Other receptor groups, such as the g protein orphan receptors (GPR), glycine, peroxisomal proliferation gamma (PPAR-g), and adenine receptor systems, have historically been poorly studied but have been found to be influenced by CBD and CBDA. GPR55 and glycine are involved in neuronal signaling and depolarization, where GPR55 may regulate depolarization when activated by endogenous cannabinoids. CBD is an antagonist of this receptor. Conversely, when the glycine receptor is activated, it allows for repolarization due to an influx of chloride, causing hyperpolarization of the neuron, which supports physical comfort.
The PPAR-g receptor is an intracellular receptor that influences transcription and translation of genes that are usually involved in cytokine production in immune cells, leading to global dampening of the inflammatory response in macrophages and histocytes.
As far as neurological issues, CBD and CBDA seem to interact at the adenosine receptor/equilibrate nucleotide transporter, leading to alterations in glutamatergic signaling and calming neuronal excitability, thereby reducing neuro activity.
Finally, the 5HT1A receptor and the 5HT3A receptor, which are both serotonin receptors that are influenced by CBD as an agonist to promote both serotonergic stimulus and homeostasis around serotonin signaling, promoting a feeling of happiness and overall wellness. Interestingly, CBDA has a higher affinity for these receptors and has been shown to be even more effective than CBD regarding nausea and appetite.
Lastly, there is also evidence that CBD and CBDA allow for inhibition of the enzymes that break down the natural ligands to CB1 and CB2 receptors. This may allow for higher synaptic concentrations of these natural ligands, therefore CBD and CBDA may influence CB1 and CB2 receptors through obtuse indirect mechanisms.
So, all together, the receptor systems relevant to CBD and CBDA are far more varied and complex than previously thought, and do not directly involve the CB1 and CB2 receptor systems at physiologically relevant concentrations. The TRP, GPR, PPAR-g GPR55, 5HT, glycine, and adenosine uptake receptors are all involved in processes involving CBD and CBDA and acting in areas of discomfort mitigation, ant-inflammatory response, neurological regulating, and wellness.
Additionally, CBD has a greater affinity for some of the TRP channels, while CBDA has greater ability to interact at the 5HT1A and PPAR receptor which makes a blend more useful than a single cannabinoid.

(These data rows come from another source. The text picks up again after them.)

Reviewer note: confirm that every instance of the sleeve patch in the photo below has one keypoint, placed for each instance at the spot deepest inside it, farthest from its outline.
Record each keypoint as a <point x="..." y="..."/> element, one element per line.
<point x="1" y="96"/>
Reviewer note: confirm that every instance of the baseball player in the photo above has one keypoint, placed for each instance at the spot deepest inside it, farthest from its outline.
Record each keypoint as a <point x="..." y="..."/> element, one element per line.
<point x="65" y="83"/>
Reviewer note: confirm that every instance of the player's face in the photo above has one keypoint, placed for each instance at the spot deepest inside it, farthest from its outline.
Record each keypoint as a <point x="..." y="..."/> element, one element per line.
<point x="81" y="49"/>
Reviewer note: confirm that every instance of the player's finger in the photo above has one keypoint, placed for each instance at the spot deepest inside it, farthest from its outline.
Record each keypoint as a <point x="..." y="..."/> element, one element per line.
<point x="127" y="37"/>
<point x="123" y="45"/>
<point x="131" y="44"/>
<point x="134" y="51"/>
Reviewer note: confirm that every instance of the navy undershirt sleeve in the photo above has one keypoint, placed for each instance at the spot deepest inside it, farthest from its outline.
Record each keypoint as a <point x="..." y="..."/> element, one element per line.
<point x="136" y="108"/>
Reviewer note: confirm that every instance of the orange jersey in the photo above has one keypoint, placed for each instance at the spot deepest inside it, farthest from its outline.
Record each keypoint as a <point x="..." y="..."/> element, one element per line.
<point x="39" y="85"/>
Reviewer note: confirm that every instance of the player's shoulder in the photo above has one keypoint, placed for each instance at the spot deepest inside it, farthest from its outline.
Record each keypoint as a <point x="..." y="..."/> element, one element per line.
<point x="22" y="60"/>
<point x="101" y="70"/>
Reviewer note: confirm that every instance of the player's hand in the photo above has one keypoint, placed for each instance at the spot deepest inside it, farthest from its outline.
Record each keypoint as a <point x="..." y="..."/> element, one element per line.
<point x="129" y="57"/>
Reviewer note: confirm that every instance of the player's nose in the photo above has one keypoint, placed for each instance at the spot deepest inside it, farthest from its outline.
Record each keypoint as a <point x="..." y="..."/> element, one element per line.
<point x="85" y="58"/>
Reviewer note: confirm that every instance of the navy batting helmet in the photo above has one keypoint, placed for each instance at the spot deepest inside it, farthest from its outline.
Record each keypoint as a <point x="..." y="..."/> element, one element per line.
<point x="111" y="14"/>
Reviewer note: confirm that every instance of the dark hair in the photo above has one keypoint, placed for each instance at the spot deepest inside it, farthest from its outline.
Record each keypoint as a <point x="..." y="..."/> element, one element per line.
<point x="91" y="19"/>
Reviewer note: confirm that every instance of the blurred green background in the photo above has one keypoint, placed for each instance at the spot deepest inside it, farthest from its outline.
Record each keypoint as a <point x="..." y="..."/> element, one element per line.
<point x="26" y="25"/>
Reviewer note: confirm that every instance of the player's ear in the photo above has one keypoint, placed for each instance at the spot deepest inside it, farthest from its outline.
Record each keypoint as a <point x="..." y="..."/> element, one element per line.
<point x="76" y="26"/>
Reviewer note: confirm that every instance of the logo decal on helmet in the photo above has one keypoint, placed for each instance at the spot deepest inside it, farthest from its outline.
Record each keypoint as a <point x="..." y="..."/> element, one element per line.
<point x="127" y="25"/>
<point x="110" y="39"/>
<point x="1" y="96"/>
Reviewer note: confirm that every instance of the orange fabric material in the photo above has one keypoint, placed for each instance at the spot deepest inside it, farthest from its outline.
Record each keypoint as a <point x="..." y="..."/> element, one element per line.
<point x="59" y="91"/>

CBDA and the other acidic forms, such as CBGA and THCA, appear to have potential as native COX-1 and COX-2 inhibitors. And most importantly, CBDA appears to stimulate the PPAR system, leading to potential decrease in COX enzyme production as part of its effect on inflammation.
Not only does this insight into the receptor systems allow for a deeper understanding of the mechanism of CBD and CBDA, which can then translate to more effective products, but it highlights the importance of CBDA and the acidic forms of the molecule.